Jesus may, in fact, be no more than humanity as it’s meant to be. The resurrected Jesus is as humanity was always meant to be.

The writer of Hebrews reads Psalm 8 as a prophecy about the Messiah. “We see him for a little while made lower than the angels, now crowned with glory and honour.”

True humanity submits to God’s authority – which is what Jesus did, in the extreme, at the cross.

The writer of Hebrews doesn’t limit this picture of glorified humanity to Jesus alone – but puts it as the destination for humanity through Jesus – the purpose of Jesus’ resurrection is to bring many sons to glory. Jesus suffered, died, and rose again so that we might become like him as “sons of God” – not in a vague liberal sense that we’re all sons of god, but to be what Adam was supposed to be.

The doctrine of glorification (eg Romans 8) – we need to think about this doctrine as a now but not yet doctrine – yes, it’s our condition in the age to come, but the power that will transform us (the Holy Spirit) is already at work in us. Mostly it’s not yet. But that power of transforming us into glorified people is already at work in us. The Spirit’s work in us is to make us human in a way that God’s breath into Adam made him human. We’re being made a new people, now glorious.

When we are speaking about what it means to live as true humans Jesus should be our starting point because he is the “true human.”

Ethics

Living as true humans has to mean living in Christ. Once you come at it this way, Christian ethics are simply to live humanly (rather than animalistically).

If we are to understand our fallen humanity as “beastly” where we live without self-control and on instinct. Peter uses the analogy of “brute beasts” when describing those who blaspheme – “creatures of instinct born only to be destroyed”…

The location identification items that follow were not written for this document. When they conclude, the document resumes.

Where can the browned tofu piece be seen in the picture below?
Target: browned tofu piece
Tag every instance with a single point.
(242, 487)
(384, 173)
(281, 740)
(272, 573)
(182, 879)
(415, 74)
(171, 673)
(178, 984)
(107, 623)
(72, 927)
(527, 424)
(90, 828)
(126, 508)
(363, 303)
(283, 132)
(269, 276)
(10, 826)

Our tendency is to live by instinct. We should, instead, be living via the fruit of the Spirit, a redefinition of what it means to be human (Galatians 5), where self-control gets a Guernsey. Paul’s language in 1 Corinthians 9, with an athletic comparison, also uses self-discipline as a key for life as a Spirit empowered human. The new human is united to Christ and empowered by the Spirit and so is beginning to exercise the dominion that Adam was meant to exercised over creation.

Self-control is about every area of our lives – not just about sex. It’s about our tempers, about controlling our tongues, about controlling our diets, it’s about controlling our passions. This is counter-intuitive in our culture, which regards self-control as an unnecessary prohibition.  Our world looks at self-control and calls it a vice (cf Romans 1).

When we look at the fruit of the spirit we should think “this is what it means to be human, no more and no less.”

Fresh angles on evangelism.

We live in a world where everybody is questing to be truly human.

Every religion and ideology, every political vision, is built on the question of what it means to be truly human.

Our political debate is just an expression of what it means to be truly human. The health care debate in the US is also underpinned by what it means to be truly human. The debate about gay rights, our popular culture (eg Twilight), just about every expression in our world is undergirded by this question of what it means to be truly human. We say that the definition of true humanity focuses on the question of Jesus Christ – who shows us what it means to be God, and also what it means to be truly man.

We say “consider Jesus” the one true human, defining humanity by any other starting point is defective. We, as Christians, should be modeling what it means to be human. We are the ones living the truly alternate lifestyle. Our task is to live humanly and model what it means to be truly human.

We are united to Jesus and have begun the process of becoming truly human. We don’t get up and pronounce that we’ve got something that others don’t – but we do model this fuller picture of humanity. As we become more “godlike,” as the Spirit transforms us, we become more human, and then we become advertisements for the gospel.

Our gospel message is redefining and modeling humanity in a way that is hopefully attractive to the people around us.

Deuteronomy – when Israel keeps the law the nations go “oh what a wise God you have…”

Australia is ahead of the US in terms of being a “post-Christian” society – the US is moving that way and grappling with the question of what that will look like.